La raccolta di dati di prima parte semplifica la conoscenza degli utenti, dei loro bisogni e la suddivisione in gruppi specifici, attraverso la segmentazione. È possibile analizzare il traffico web del sito e creare segmenti di pubblico alla ricerca di prodotti specifici, accomunati da una passione, un hobby o uno sport, ad esempio. Individuato il target, si possono creare messaggi altamente personalizzati e aumentare l’efficacia delle campagne di marketing personalizzando le offerte. I First Party data si rivelano molto utili anche per migliorare il ROI degli annunci personalizzati e delle campagne di programmatic advertising.

  1. Ottenere informazioni sulla audience e sui clienti

La raccolta di dati di prima parte offre la possibilità di raccogliere i dati e salvarli nel CRM, ma anche di approfondire i profili dei clienti e di utenti interessati al brand e ai suoi prodotti. Utilizzando piattaforme DMP – acronimo di Data Management Platform – è possibile integrare i dati da varie fonti ottenendo una visione completa dei clienti riguardo a cosa apprezzano di più, a quali prodotti sono più intenzionati ad acquistare, alle pagine di abbandono, carrelli dell’e-commerce abbandonati e molto altro.

  1. Rispettare il GDPR

Come accennato, i First Party Data sono di valore in quanto raccolti direttamente dal responsabile del trattamento con tutti i consensi necessari. Questo aspetto è sicuramente apprezzato dai clienti, perché essi sanno di aver già dato il consenso ad essere raggiunti da messaggi e annunci, in quanto conoscono l’azienda e sono interessati ai suoi prodotti. 
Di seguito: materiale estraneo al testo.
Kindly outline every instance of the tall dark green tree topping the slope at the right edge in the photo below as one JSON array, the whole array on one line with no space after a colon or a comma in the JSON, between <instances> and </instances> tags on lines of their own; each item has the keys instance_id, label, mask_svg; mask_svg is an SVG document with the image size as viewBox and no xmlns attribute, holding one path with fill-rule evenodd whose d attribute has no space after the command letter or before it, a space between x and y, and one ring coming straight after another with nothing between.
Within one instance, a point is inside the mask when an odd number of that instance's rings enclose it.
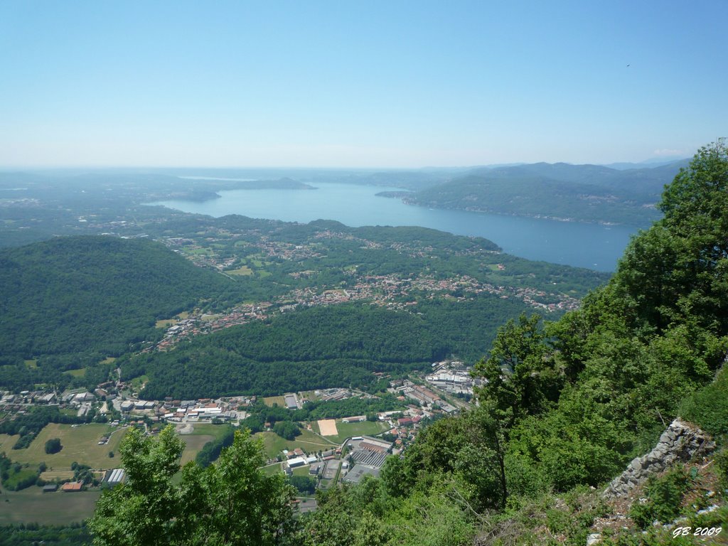
<instances>
[{"instance_id":1,"label":"tall dark green tree topping the slope at the right edge","mask_svg":"<svg viewBox=\"0 0 728 546\"><path fill-rule=\"evenodd\" d=\"M614 282L638 317L662 331L692 314L714 333L728 332L728 146L703 146L665 186L665 218L636 237Z\"/></svg>"}]
</instances>

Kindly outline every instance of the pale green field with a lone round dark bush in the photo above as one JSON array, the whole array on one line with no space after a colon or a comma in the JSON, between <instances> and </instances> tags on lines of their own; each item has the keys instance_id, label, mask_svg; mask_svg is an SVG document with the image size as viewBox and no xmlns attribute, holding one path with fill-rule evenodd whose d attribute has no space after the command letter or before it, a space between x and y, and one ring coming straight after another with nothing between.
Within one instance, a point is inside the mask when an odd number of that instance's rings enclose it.
<instances>
[{"instance_id":1,"label":"pale green field with a lone round dark bush","mask_svg":"<svg viewBox=\"0 0 728 546\"><path fill-rule=\"evenodd\" d=\"M70 424L50 423L41 430L27 449L5 449L5 452L13 461L31 464L45 462L50 470L69 469L74 461L88 464L95 469L108 470L119 466L119 459L109 457L108 452L116 453L119 442L127 430L114 432L106 445L99 446L98 440L115 429L116 427L108 424L98 423L81 424L77 427ZM45 443L51 438L60 438L61 446L63 446L59 453L53 455L45 452Z\"/></svg>"}]
</instances>

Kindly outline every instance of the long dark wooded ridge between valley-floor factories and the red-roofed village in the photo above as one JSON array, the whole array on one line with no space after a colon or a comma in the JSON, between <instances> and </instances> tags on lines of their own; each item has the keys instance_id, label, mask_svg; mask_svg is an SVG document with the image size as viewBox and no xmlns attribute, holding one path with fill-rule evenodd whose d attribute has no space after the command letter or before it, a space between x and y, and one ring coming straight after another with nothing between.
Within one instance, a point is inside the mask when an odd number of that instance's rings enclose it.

L’importanza dei First Party Data: la questione dei Cookie 

È cosa nota che i browser più utilizzati, come Chrome, permettono di raccogliere dati attraverso i cookie. La notizia è che sia Chrome che Safari, come molti altri browser, tra qualche mese non supporteranno più i cookie di terza parte, che costituiscono la base del Digital Advertising. Si tratta di una vera rivoluzione nel digital marketing, ad oggi orientato a conoscere le abitudini degli utenti web attraverso il tracciamento dei loro comportamenti effettuato dai cookie. I gestori dei più noti browser lo fanno per ragioni legate al rispetto della Privacy, con effetti dirompenti per il digital advertising sulle piattaforme più utilizzate per gli ads a pagamento: Google e Facebook, ad esempio.

C’è però una buona notizia: questa evoluzione dei browser non riguarderà i First Party data. Per questo le aziende dovranno pensare a raccogliere, integrare, analizzare e attivare (anche molto velocemente) i First Party Data.

First Party Data ed Editoria 

Nel settore dell’editoria i First Party Data permetteranno una navigazione personalizzata, di riconoscere l’utente e, di conseguenza, mostrargli contenuti per lui interessanti. Permetteranno di creare contenuti aderenti agli interessi dei lettori e di avere maggiori informazioni per quanto riguarda il settore pubblicitario. A patto che si sappiano gestire i dati di prima parte. 

Come stabilire le strategie

Quali dati raccogliere in base a obiettivi prefissati: il primo step sarà appunto quello di stabilire una strategia dei dati, per un’esperienza più rilevante sia nei confronti dei nuovi utenti che di quelli fidelizzati.

Quindi di raccogliere dati, tramite sorgenti e touch point: dal sito web, da app mobili, smart speaker, newsletter, etc. Il tutto all’insegna della trasparenza e dello scambio a due vie: l’utente fornisce volontariamente i dati, in cambio di un’esperienza più attinente ai suoi interessi.

Raccoglierli non basterà, perché bisognerà analizzare e attivare i dati, dotandosi degli strumenti giusti. Creato un unico repository dei dati grezzi raccolti, un data lake centralizzato, serviranno soluzioni di augmented analytics e machine learning per “scatenare” la potenzialità degli stessi.